You can see how this happens under the hood by running

$ git annex schedule .

which should give something like

fsck self 1h weeks divisible by 2 at 1 AM

Standard Groups

Git-annex has some built-in settings for “preferred content”. Preferred content settings tell git-annex what content to automatically sync or get.

I placed my local repository in the “client” group, and my B2 special remote in the “full backup” group.

Placing a repository in a group sets the “wanted” option to “standard”, and applies the group.

$ git annex wanted .    # should output 'standard'
$ git annex wanted b2   # should output 'standard'
$ git annex group .     # should output 'client'
$ git annex group b2    # should output 'backup'

For more technical details, see the git annex help man pages for wanted, group, and preferred-content.

Restoring

You can’t trust a backup until you’ve successfully restored from it.

$ cd ~/tmp
$ git clone gcrypt::ssh://git-codecommit.us-east-1.amazonaws.com/v1/repos/annex-music
$ git annex enableremote b2
$ git annex get --from b2 'adele/21/01 rolling in the deep.flac'
get adele/21/01 rolling in the deep.flac (from b2...) 
(checksum...) ok        
(recording state in git...)

What Does the Cloud See?

Backblaze gets some rough information on post-compression file size, somewhat obscured by chunking. Depending on use, they may also get some minor information on file access patterns.

File names are hashed and contents are encrypted.
File names are hashed and contents are encrypted.

AWS gets even less: encrypted git objects. This may reveal the rough size of the repository, and some usage patterns.
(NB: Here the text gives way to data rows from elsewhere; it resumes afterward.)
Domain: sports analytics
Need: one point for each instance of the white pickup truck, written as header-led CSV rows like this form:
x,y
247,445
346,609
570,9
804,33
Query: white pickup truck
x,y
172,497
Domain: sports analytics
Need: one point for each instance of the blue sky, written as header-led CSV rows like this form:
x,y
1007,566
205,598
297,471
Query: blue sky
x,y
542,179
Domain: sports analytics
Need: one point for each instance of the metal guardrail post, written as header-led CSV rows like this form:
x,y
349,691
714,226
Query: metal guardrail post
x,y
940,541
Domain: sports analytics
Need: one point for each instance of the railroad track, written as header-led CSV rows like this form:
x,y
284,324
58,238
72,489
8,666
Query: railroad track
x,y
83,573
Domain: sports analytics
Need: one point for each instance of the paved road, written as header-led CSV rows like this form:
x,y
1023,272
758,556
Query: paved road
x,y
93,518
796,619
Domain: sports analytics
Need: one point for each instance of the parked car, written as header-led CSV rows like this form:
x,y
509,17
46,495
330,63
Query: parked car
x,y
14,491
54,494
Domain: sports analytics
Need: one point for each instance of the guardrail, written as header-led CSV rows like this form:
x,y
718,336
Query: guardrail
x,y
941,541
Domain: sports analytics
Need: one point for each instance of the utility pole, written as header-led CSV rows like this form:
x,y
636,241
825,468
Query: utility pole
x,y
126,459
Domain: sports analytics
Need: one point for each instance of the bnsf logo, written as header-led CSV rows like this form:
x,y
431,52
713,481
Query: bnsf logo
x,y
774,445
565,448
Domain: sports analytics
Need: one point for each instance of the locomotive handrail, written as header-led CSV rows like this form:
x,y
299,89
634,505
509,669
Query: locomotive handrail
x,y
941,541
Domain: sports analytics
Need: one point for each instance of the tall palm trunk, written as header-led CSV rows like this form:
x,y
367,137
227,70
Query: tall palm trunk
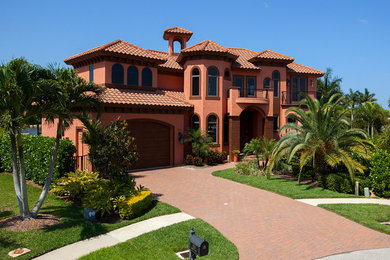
x,y
49,176
15,173
22,176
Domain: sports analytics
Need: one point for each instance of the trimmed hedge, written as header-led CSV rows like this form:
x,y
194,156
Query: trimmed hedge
x,y
133,206
37,154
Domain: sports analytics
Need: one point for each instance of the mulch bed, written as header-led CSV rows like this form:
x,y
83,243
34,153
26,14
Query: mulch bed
x,y
15,223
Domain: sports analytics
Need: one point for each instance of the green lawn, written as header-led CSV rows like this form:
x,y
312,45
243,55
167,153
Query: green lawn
x,y
281,186
72,227
164,242
369,215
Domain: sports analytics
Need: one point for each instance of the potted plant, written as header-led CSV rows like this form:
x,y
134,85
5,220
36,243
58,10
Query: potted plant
x,y
235,155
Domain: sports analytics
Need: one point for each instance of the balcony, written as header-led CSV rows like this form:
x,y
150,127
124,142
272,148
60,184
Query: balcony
x,y
291,98
256,96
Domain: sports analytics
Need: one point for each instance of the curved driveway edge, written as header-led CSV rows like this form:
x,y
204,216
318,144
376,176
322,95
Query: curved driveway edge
x,y
262,224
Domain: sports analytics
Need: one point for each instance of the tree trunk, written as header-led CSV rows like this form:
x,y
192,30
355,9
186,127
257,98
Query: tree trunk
x,y
49,176
22,175
15,174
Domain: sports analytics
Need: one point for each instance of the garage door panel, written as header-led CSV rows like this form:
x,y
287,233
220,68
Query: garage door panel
x,y
153,143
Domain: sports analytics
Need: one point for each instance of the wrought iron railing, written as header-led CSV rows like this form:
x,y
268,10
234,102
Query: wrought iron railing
x,y
294,97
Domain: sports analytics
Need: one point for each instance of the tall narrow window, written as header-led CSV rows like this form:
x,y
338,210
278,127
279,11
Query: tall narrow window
x,y
267,83
90,73
132,76
212,86
275,79
195,121
212,127
250,86
195,82
238,81
147,80
117,74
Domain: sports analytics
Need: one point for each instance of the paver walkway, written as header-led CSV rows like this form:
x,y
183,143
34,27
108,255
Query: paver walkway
x,y
262,224
316,202
81,248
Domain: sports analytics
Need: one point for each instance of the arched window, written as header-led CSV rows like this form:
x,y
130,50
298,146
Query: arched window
x,y
195,121
212,127
195,79
267,83
226,75
117,74
275,79
212,86
147,77
132,76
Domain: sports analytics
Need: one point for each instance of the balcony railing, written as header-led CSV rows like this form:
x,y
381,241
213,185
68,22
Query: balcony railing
x,y
294,97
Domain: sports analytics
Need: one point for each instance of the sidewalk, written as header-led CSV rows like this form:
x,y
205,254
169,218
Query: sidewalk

AWS gets encrypted git objects.
AWS gets encrypted git objects.

Conclusions

Git-annex is an impressive piece of software. However, it’s excellent customization comes at great cost. Non-standard configurations, like mine with B2 and git-remote-gcrypt can add a lot of complexity. The extensive documentation helps here, but is hindered by occasional issues, like the AWS CodeCommit and ssh caching bug I faced.2

The webapp and assistant make a lot of sense in trying to simplify the process by satisfying simpler more straightforward use-cases, papering over some of the complexities underneath. Unfortunately, the moment you veer off that path, it feels like learning git all over again.

I’m interested to see how git-annex evolves.


  1. This required hours of sleuthing and some reading of git-annex’s source code to figure out.

  2. Technically I think this is AWS’ fault, but it still hurts the usability.

The views expressed on this site are my own and do not reflect those of my employer.